On rebooting and Zen

Cartoon of a devil's arm and tail coming out of a computer

Zen: A form of Buddhism. Also used to describe a state of peaceful calm.

As the year winds down, the pace winds up. It leaves most of us feeling distinctly non-Zen.

The Zen of Python

My pilot couse, Jumpstart Python Programming, ended this week. I don’t present courses that often anymore, and I’d forgotten how much I enjoy it. So I had lots of fun (and I hope my delegates did too).

While preparing for the course, I remembered the “Zen of Python”. This is a real thing. If you don’t know what it is, you can check out my previous blog post about The Zen of Python).

There is a great explanation by Al Sweigart of the Zen of Python. In particular, I love his explanation for one ofthe rules:

“Computers have made humans superstitious: To exorcise the demons in our computers we perform the sacred ritual of turning them off and then on. Supposedly this will fix any mysterious problem.”

He goes on to a more prosaic explanation:

“However, computers are not magic. If your code isn’t working, there is a reason and only careful, critical thinking will solve it. Refuse the temptation to blindly try solutions until something seems to work; often you have merely masked the problem rather than solved it.”

If you don’t know what to do, reboot

The idea of exorcising the computer demons by rebooting amused me. And it’s true. It’s almost the first thing any support technician tells you to do. And we are quick to do it ourselves when we have a hardware or software problem. If you don’t know what to do, reboot.

There are some problems with this approach. It often doesn’t solve the problem. And it destroys any attempt at a Zen state of mind. I get quite agitated when I phone a support centre and get this advice. (Because I’ve already tried it!)

In fact, I recently revised my opinion about Amazon customer service. I had a problem with my Kindle Unlimited account, which I could reproduce on both my Kindles. The call center operators suggested the following:

  1. Rebooting both devices. Because if I can replicate it, somehow switching it on and off will make a difference.
  2. Logging out on the Kindle. Which is technically impossible to do.
  3. Unlinking the Kindle. A step beyond rebooting.
  4. Deleting my account.

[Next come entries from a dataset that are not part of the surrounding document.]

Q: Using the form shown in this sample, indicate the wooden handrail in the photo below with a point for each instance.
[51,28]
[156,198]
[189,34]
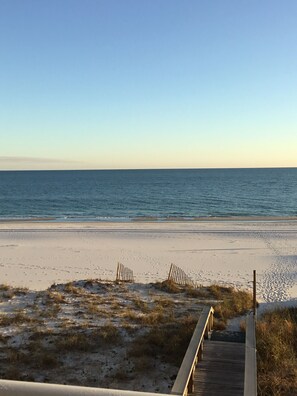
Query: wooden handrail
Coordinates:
[250,374]
[184,380]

Really? Words fail me.

I refused to do steps 3 and 4. That was going beyond exorcism – more like following the demon all the way back to hell. Very unZen.

When you can’t reboot

Wouldn’t it be nice if we could reboot things other than devices?

The term “reboot” does not come from the desire to apply one’s foot violently to an uncooperative machine (or person). Although the emotions associated with both violence and rebooting are often quite similar.

So what do we do when we can’t reboot? Many people advise meditation. I haven’t got the hang of that, so I’ll go with Sweigart’s advice. Keep calm and think. And if thinking doesn’t solve the problem, there’s always chocolate.

So how do you get your Zen back when rebooting fails?